第33話
あの事件から半月が経過した。
ベヒモスとの闘い以来新たなモンスターは現れていない。結局のところ、あのツノの生えた少年が何者であったのかも分からず仕舞いだ。まあ、分かったところでどうする訳でもないけど。
気象庁が関東の梅雨入りを宣言したのは数日前のことで、文句の付けようがないほど梅雨真っ只中であり、今日もジトジトと湿度が高くシトシトと朝から雨が降っている。

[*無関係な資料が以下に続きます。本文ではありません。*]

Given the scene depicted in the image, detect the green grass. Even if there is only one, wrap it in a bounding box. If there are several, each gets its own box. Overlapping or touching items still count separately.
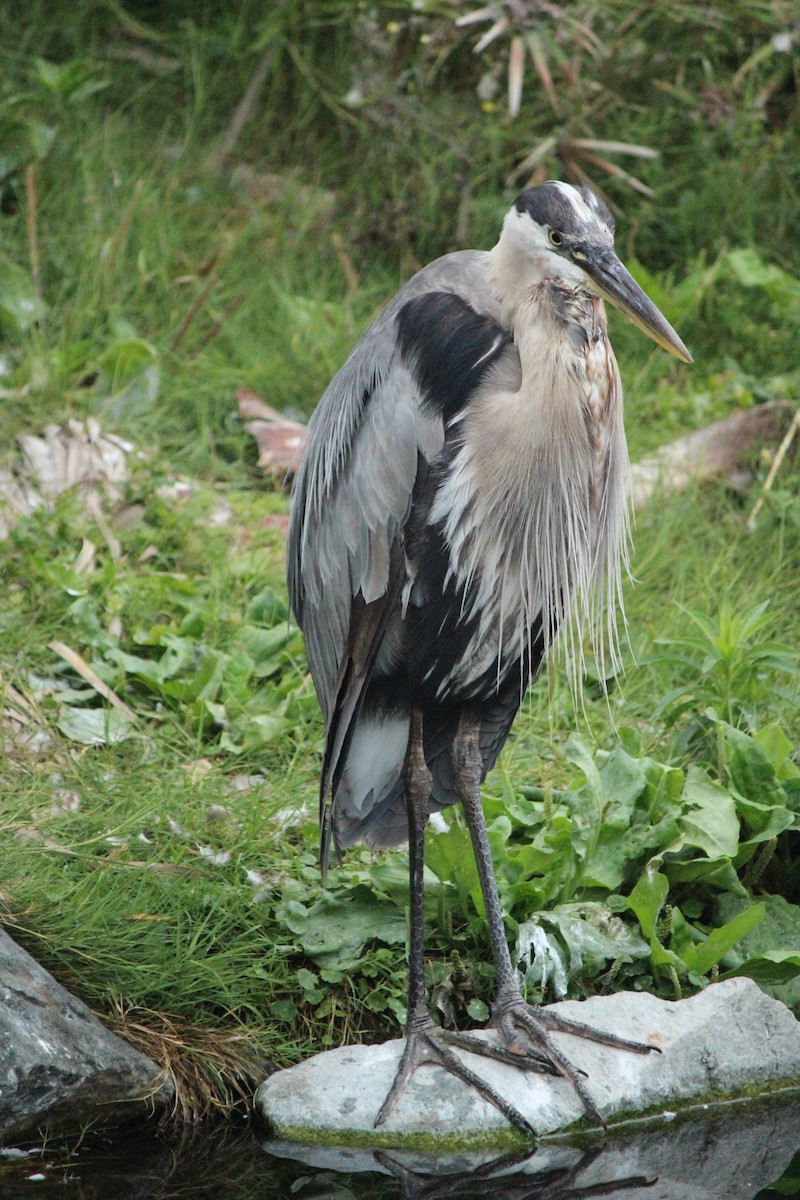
[0,0,800,1112]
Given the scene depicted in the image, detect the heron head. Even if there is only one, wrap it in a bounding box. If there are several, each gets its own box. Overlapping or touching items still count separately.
[503,181,692,362]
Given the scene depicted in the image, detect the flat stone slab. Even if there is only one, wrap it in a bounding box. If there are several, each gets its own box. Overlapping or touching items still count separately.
[0,930,173,1145]
[263,1094,800,1200]
[255,978,800,1148]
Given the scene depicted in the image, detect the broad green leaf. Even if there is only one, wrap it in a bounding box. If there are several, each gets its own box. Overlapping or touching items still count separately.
[0,256,44,334]
[286,896,405,967]
[721,949,800,988]
[627,868,669,941]
[97,337,158,392]
[754,722,800,784]
[681,904,766,976]
[678,767,739,860]
[56,704,133,746]
[425,821,480,904]
[717,719,786,811]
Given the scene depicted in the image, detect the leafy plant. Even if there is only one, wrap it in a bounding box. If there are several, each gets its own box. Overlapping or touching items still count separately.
[656,600,800,745]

こんな天気のときは外に出たくないから例えモンスターが出現しても戦闘は御免こうむる。もっとも、雨の日ならば《スピリテッドアウェー》の唯一の弱点を克服できるのだろうけど、あの技はなるべく使いたくなし頼りたくはない。アレは最後の最後でどうしようもなくなったときの最終手段である。
んで、未だに俺はニーナのスマホを借りながらファンタスティック・デイライトをぼちぼちとやっていた。いい加減に自分のスマホを買うべきかと思ったりもしたが、ニーナのスマホじゃなければ課金が正規の五百円になってしまう。だから、その案はあっさり捨てることにした。

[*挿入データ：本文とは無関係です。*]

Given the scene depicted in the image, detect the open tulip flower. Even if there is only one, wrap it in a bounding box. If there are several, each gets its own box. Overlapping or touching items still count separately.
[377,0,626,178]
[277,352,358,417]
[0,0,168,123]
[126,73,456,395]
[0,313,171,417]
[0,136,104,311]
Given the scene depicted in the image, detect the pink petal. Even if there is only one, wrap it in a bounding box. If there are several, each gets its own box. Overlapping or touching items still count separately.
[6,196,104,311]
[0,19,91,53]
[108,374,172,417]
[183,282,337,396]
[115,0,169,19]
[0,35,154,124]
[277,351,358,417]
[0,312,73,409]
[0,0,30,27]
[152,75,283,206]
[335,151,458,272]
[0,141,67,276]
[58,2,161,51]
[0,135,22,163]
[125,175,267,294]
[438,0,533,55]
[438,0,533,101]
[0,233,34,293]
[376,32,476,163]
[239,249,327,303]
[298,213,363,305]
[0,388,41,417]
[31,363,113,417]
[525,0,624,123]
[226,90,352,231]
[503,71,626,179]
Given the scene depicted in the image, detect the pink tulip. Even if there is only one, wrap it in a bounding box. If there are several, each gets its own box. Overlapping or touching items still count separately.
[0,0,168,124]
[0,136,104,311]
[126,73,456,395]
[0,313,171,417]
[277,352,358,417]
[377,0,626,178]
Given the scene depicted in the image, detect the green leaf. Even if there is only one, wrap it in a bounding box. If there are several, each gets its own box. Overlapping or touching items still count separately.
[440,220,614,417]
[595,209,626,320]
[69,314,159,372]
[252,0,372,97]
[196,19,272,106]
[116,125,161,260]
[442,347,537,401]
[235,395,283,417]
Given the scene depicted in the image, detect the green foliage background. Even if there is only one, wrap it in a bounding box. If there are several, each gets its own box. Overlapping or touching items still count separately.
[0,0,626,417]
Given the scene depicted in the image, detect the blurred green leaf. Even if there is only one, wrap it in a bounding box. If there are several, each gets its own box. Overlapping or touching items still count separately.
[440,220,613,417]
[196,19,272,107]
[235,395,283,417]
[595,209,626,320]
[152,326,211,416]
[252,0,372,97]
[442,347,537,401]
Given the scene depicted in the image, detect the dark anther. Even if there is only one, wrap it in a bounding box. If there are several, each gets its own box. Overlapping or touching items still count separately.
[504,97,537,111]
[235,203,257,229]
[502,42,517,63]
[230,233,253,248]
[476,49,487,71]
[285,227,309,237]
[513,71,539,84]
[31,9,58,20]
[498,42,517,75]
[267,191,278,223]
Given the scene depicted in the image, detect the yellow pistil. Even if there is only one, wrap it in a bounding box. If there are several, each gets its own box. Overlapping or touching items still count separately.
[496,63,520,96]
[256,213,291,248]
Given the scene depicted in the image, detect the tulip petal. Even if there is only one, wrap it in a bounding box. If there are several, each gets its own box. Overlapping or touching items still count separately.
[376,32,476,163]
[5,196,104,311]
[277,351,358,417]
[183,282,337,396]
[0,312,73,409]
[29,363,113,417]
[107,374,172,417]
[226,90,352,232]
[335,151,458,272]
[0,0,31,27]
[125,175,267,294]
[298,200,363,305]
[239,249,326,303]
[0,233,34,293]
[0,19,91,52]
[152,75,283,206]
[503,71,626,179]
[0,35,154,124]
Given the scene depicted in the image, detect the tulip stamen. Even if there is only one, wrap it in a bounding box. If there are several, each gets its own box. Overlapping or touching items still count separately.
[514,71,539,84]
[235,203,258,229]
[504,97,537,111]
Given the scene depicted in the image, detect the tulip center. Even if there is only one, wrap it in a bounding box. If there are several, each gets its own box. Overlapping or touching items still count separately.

そのおかげで、なんとなくサキュバス語が読めるようになってきたのが笑えてくる。エロサイト見たさにパソコンが詳しくなる現象と同じだろうか。
それに加えて、さすがに二週間もやり込めばゲーム内のアバターレベルも自ずと上がり、ログインボーナスで得られたアイテムやクリスタルなんかもそこそこ増やすことができた。これならモンスターが出現しても前回よりは楽に倒せそうだ。
ニーナのヤツは頻りに課金を勧めてくるが総シカトである。売り上げに貢献してたまるか社畜生め……。とか言いつつも一回百円(=百ルシオン)であるのを良いことにこっそり課金していたりする。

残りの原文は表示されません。